As virtualization stretches deeper into the enterprise to include mission-critical and resource-intensive applications, IT executives are learning that double-digit physical-to-virtual server ratios are things of the past.
Virtualization vendors may still be touting the potential of putting 20, 50, or even 100 VMs (virtual machines) on a single physical machine, but IT managers and industry experts say those ratios are dangerous in production environments, causing performance problems or, worse, outages.
"In test and development environments, companies could put upwards of 50 virtual machines on a single physical host. But when it comes to mission-critical and resource-intensive applications, that number tends to plummet to less than 15," says Andi Mann, vice president of research at Enterprise Management Associates (EMA) in Boulder, Colo.
In fact, EMA conducted a study in January 2009 of 153 organizations with more than 500 end users and found that on average they were achieving 6:1 consolidation rates for applications such as ERP, CRM, e-mail and database.
The variance between the reality and the expectations, whether it's due to vendor hype or internal ROI issues, could spell trouble for IT teams. That's because the consolidation rate affects just about every aspect of a virtualization project: budget, capacity and executive buy-in. "If you go into these virtualization projects with a false expectation, you're going to get in trouble," Mann says.
Indeed, overestimating P-to-V ratios can result in the need for more server hardware, power consumption, heating and cooling, and rack space -- all of which cost money. Worse yet, users could be impacted by poorly performing applications. "If a company thinks they're only going to need 10 servers at the end of a virtualization project and they actually need 15, it could have a significant impact on the overall cost of the consolidation and put them in the hole financially. Not a good thing, especially in this economy," says Charles King, president and principal analyst at consultancy Pund-IT in Hayward, Calif.
Key apps will fight for server space
So, why the disconnect between virtualization expectations and reality?

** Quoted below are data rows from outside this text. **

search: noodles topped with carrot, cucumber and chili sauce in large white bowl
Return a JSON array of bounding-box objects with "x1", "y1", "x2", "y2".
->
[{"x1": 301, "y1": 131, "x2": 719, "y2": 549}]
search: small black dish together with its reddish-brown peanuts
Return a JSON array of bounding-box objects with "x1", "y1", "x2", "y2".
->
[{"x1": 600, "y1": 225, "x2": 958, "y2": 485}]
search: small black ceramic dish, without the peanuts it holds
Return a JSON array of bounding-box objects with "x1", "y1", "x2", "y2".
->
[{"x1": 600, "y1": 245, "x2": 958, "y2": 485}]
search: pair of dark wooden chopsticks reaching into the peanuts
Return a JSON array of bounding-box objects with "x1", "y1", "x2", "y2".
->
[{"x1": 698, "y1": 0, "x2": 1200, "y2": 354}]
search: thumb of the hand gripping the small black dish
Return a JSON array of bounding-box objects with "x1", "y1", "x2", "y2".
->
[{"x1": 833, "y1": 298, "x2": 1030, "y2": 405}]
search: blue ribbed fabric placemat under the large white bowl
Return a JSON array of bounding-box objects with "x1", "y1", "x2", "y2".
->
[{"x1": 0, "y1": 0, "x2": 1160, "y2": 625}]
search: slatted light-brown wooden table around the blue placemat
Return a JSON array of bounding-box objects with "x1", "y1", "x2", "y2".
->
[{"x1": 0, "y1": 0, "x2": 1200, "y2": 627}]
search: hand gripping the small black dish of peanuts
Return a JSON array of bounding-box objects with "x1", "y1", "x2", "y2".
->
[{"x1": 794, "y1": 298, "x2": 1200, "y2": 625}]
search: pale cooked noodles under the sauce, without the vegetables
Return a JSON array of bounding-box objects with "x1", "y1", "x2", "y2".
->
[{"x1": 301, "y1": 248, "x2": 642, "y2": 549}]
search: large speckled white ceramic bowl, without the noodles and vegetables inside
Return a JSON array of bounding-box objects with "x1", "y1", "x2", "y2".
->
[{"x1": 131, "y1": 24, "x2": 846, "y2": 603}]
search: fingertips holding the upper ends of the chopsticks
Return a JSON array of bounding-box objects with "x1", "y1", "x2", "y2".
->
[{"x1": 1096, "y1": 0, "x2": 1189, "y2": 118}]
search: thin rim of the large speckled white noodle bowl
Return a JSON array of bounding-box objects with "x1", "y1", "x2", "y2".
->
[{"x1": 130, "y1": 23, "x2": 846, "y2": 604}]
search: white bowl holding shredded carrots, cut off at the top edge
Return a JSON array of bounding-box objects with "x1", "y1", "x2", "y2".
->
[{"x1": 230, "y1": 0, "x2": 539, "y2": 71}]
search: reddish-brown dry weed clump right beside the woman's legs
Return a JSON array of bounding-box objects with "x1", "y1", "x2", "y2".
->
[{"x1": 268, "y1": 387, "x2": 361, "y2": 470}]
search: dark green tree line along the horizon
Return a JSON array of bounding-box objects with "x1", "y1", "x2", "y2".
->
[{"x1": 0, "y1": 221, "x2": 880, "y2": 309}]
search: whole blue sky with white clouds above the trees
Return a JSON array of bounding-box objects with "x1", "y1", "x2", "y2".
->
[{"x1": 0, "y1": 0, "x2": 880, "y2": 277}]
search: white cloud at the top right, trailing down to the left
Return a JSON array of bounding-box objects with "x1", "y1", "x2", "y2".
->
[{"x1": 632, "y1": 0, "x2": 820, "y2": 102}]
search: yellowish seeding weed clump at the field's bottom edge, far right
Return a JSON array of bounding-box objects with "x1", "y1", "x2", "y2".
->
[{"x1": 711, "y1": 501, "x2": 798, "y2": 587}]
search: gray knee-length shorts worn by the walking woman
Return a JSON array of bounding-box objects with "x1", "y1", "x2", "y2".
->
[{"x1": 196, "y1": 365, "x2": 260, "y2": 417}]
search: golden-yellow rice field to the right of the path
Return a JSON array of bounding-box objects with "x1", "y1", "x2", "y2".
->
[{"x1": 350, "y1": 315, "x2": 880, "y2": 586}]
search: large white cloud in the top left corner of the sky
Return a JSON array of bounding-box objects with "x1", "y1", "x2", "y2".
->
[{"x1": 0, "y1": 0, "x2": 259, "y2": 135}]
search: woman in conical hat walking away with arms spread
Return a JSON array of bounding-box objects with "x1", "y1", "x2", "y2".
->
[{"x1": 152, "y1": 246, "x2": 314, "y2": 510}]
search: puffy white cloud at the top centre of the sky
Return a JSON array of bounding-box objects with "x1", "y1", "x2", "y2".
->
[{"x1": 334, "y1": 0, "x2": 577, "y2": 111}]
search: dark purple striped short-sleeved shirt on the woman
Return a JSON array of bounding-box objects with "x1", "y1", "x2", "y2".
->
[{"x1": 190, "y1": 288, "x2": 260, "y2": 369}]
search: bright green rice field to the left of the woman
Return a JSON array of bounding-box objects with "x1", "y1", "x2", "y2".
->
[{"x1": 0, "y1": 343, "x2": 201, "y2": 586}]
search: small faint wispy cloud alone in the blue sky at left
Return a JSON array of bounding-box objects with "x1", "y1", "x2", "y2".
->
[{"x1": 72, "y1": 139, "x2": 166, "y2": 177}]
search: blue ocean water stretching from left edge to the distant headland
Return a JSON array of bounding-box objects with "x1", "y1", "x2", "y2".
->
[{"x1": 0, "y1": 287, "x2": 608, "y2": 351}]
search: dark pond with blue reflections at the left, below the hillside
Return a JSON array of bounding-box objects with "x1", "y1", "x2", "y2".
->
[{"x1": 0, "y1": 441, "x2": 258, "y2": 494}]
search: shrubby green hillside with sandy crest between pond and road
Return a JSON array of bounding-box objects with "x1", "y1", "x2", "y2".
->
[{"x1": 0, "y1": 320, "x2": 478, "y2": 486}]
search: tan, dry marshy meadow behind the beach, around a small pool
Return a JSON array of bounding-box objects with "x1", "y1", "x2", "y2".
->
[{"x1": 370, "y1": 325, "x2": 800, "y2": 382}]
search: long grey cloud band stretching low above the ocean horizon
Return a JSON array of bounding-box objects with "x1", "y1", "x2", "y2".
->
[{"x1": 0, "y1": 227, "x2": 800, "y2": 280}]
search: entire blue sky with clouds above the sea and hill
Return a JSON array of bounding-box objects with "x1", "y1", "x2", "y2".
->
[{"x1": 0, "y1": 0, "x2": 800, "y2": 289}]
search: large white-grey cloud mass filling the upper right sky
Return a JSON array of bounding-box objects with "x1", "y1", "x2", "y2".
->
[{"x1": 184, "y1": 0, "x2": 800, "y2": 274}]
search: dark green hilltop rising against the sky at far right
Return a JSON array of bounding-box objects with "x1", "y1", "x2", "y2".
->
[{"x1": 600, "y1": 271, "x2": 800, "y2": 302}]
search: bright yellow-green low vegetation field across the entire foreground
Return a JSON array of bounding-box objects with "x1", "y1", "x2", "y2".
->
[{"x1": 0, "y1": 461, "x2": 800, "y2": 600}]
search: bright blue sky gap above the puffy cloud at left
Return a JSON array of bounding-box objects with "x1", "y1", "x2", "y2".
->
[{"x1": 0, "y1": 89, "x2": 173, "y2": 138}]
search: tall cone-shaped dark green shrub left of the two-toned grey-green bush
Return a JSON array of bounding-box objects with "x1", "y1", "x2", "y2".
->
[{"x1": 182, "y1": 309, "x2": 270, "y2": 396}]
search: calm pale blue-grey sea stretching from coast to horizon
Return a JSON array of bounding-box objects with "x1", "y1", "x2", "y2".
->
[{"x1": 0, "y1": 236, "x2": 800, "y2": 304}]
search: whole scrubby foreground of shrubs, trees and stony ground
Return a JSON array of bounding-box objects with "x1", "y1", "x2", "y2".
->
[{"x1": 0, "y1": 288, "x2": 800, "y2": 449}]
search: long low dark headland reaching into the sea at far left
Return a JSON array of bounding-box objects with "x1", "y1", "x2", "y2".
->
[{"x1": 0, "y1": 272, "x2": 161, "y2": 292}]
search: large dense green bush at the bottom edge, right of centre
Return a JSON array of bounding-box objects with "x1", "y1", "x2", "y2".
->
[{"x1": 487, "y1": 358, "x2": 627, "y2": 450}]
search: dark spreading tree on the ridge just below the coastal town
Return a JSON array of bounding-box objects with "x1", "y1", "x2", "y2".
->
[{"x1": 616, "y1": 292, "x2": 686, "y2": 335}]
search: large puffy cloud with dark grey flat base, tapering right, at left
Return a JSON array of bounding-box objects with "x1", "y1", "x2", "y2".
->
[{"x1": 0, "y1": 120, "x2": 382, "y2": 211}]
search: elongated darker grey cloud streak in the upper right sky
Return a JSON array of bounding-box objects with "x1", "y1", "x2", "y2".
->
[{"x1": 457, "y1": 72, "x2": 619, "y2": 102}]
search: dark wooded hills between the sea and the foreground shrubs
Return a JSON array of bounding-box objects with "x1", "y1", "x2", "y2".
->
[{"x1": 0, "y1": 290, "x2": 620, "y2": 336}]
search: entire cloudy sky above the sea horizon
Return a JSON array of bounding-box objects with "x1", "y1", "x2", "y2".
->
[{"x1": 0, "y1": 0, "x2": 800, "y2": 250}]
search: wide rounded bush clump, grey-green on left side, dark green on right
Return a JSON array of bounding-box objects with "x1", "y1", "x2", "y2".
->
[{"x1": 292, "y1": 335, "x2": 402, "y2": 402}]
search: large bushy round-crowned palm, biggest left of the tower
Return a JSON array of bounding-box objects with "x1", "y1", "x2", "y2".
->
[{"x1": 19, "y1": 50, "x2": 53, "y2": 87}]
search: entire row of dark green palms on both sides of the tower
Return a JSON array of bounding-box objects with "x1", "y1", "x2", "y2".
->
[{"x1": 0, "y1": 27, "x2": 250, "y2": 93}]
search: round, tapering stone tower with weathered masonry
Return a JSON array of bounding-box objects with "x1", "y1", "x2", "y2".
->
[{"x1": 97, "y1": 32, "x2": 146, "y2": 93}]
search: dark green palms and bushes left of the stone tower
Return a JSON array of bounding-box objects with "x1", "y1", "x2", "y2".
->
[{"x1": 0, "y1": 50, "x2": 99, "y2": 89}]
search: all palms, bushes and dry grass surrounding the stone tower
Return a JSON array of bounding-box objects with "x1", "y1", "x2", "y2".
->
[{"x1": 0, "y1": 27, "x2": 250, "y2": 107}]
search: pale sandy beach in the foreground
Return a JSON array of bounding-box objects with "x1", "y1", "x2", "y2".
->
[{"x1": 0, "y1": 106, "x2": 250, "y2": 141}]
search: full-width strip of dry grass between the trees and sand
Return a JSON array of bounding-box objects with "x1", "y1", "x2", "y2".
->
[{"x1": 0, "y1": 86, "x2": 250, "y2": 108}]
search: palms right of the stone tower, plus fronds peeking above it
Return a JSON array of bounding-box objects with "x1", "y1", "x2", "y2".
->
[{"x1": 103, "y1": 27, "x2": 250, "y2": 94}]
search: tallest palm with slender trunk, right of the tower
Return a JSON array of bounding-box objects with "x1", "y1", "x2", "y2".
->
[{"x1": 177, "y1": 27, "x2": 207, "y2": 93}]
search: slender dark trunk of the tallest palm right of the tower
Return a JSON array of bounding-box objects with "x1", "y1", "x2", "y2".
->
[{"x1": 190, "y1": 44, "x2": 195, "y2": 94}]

King says up to this point, many companies have focused on virtualizing low-end, low-use, low I/O applications such as test, development, log, file and print servers. "When it comes to edge-of-network, non-mission-critical applications that don't require high availability, you can stack dozens on a single machine," he says.
Bob Gill, managing director of server research at consultancy TheInfoPro, agrees. "Early on, people were virtualizing systems that had a less than 5% utilization rate. These were also the applications that, if they went down for an hour, no one got upset," he says.
That's not the case when applying virtualization to mission-critical, resource-intensive applications; virtualization vendors have been slow to explain this reality to customers, some say.
Once you get into applications with higher utilization rates, greater security risks and increased performance and availability demands, consolidation ratios drop off considerably. "These applications will compete for bandwidth, memory, CPU and storage," King says. Even on machines with two quad-core processors, highly transactional applications that have been virtualized will experience network bottlenecks and performance hits as they vie for the same server's pool of resources.
Start with a capacity analysis
To combat the problem, IT teams have to rework their thinking and dial back everyone's expectations. The best place to start: a capacity analysis, says Kris Jmaeff, information security systems specialist with Interior Health, one of five health authorities in British Columbia, Canada.
Four years ago, the data center at Interior Health was growing at a rapid rate. There was a lot of demand to virtualize the 500-server production environment to support a host of services, including DNS, ActiveDirectory, Web servers, FTP and many production application and database servers.
Before starting down that path, Jmaeff first used VMware tools to conduct an in-depth capacity analysis that monitored server hardware utilization. (Similar tools are also available from CiRBA, Hewlett-Packard, Microsoft, PlateSpin and Vizioncore, among others.) Rather than looking at his environment in a piecemeal fashion by each piece of hardware, he instead considered everything as a pool of resources. "Capacity planning should . . . focus on the resources that a server can contribute to the virtual pool," Jmaeff says.
Already, the team has been able to consolidate 250 servers, 50% of the server farm, onto 12 physical hosts. While Jmaeff's overall data center average is 20:1, hosts that hold more demanding applications either require much lower ratios or demand that he balance out resource-intensive applications.
Jmaeff uses a combination of VMware vCenter and IBM Director to monitor each VM for "telltale signs" of ratio imbalances such as spikes in RAM and CPU usage or performance degradation. "We've definitely had to bump applications around and adjust our conversion rates according to server resource demand to create a more balanced workload," he says. If necessary, it's easy to clone servers and quickly spread the application load, he adds.
"Because we did our homework with ratios of virtual servers by examining the load on CPU and memory and evaluated physical server workloads, we've been pleasantly surprised with our ratios," he says.